# Story of Confusing SD Card Data Loss on new Sony a6000 Camera



## robert kennedy (Feb 17, 2015)

The problem:
I can only see, by my calculation, half of the pictures my Mom took on a recent trip from her SD card.

When I look at the card’s info:

Capacity = 15.92.
Available = 10.34
Based on this we can calculate …
Used = 5.58

What I find on disk:

(image below)
DCIM
--- 100MSDCF contains 918 images.
--- 101MSDCF contains 0 images.
MP_ROOT
(neither folder contain anything)
PRIVATE
--- AVCHD is 246.1MB
--- SONY is 0 bytes

Conclusions from this:
5.58MB = 5,580 bytes
5,580 bytes / 918 images = approx 6.07MB per image.
And this number is about right after reviewing the sizes of the actual images I can see on the card.

*Reasons for hope / thinking that the other 900 images may be on there:*
The images in 100MSDCF start at DSC00979.JPG
What happened to DSC00001.JPG - DSC00978.JPG? If the card had been reformatted, wouldn’t they have gone back to DSC00001.JPG?









The background:
My Mom gets this awesome, new Sony a6000 camera for a trip to Italy.

We buy a 16GB SanDisk SD card for it.

She starts taking pics at home for a few days before leaving for Italy. All is good.

Then she takes off for Rome and begins taking pics galore. She is in Italy for 11 days, returns to NYC and we start to review pictures.

Additional info:
The only think my Mom can remember is taking the SD card out at one point in Florence, which is about where she lost a lot of the pictures.


----------



## KmH (Feb 17, 2015)

robert kennedy said:


> wouldn’t they have gone back to DSC00001.JPG?


AVCHD is a video format.
5.58 MB = 5,580,000 bytes

The camera has a selection of file numbering options, which is noted on page 32 of the online Sony a6000 user manual (File Number).

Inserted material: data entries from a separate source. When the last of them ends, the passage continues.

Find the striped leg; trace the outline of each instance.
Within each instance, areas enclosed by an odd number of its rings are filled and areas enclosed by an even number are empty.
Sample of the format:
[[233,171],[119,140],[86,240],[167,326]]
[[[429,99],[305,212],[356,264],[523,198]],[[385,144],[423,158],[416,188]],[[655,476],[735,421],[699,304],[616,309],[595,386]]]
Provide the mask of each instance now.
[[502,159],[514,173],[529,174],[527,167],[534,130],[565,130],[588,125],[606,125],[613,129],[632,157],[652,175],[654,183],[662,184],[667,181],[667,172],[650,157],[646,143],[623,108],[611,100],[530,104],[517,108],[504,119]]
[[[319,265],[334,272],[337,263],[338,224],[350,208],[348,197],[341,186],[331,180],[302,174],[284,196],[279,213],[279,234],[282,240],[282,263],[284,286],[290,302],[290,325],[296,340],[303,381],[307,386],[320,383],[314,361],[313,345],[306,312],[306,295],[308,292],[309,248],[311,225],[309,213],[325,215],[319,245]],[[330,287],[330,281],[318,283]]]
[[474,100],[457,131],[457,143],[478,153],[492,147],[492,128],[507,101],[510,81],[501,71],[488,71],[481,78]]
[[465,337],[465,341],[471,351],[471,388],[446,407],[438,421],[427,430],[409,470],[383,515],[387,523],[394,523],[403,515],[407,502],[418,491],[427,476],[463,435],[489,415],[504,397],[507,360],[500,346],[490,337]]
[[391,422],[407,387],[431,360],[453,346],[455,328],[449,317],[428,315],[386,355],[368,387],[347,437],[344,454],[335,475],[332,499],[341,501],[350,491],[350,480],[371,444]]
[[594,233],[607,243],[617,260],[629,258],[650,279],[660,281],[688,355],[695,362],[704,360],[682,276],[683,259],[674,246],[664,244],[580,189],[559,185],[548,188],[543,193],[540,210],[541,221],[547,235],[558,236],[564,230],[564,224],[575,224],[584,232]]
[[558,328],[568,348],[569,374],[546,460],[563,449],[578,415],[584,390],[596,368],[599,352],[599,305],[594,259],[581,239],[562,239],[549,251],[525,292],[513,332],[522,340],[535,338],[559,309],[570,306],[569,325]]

I suggest using a memory recovery application on the card.

When the memory card was first put in the camera was the card formatted in the camera?
Were the photos made before the trip uploaded from the card to storage before the trip? If so, after the download, was the card again formatted in the camera?


----------



## robert kennedy (Feb 17, 2015)

Thanks Keith. I actually did use a few different memory recovery apps but they seemed to just "recover" duplicates of the images already on the card. The original 900 or so images taken at the beginning of the trip were not found. 

Yes, when the card was first put it I believe it was formatted by the camera and then picture taking began. I am not sure if, when the card was remove and reinserted it was reformatted again by the camera. But I have a feeling it was not and, if the images are missing for good, they were removed some other way because if it had been completely reformatted, as mentioned, I think the numbering system would have gone back to taking the next picture that actually was found as DSC00001.JPG instead of DCS00980.jpg like it was.


----------